Church of England Sunday Attendance Continues Downward Slide
Attendance figures released by the Church of England show that Sunday worship attendance continues its downward slide and now stands at about half of what it was 45 years ago.
The report from the Archbishops’ Council Research and Statistics Department, released Friday, shows that on average in 2012, 800,000 adults, or about 2 percent of the adult population, attended church on Sunday. That’s down from 1.6 million Sunday worshippers in 1968.
Christmas and Easter services continue to attract the highest number of worshippers.

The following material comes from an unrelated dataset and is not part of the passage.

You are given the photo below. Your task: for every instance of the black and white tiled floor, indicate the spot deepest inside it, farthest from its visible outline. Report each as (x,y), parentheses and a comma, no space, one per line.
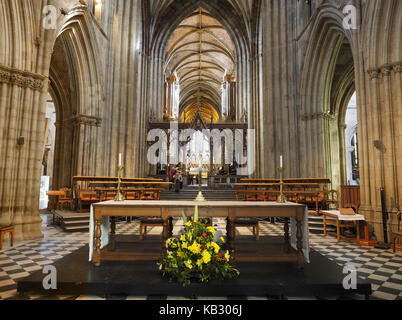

Christmas Eve and Christmas Day bring in around 2.5 million people and Easter services attract approximately 1.4 million.
One of England’s top women judges, Baroness Brenda Hale, said the Church of England is in decline because it is so undemanding.
She recently told a conference at Yale Law School: “It has no dietary laws, no dress codes for men or women, and very little that its members can say is actually required of them by way of observance.”
Her comments came in a lecture following a series of court cases in which British Christians claimed to be suffering from religious discrimination but lost their cases.
She described England as a “paradoxical country” when it comes to religion, saying that even though the Church of England is the “established” church (and has been since Henry VIII broke from Rome in the 16th century), half the population does not profess any religious affiliation.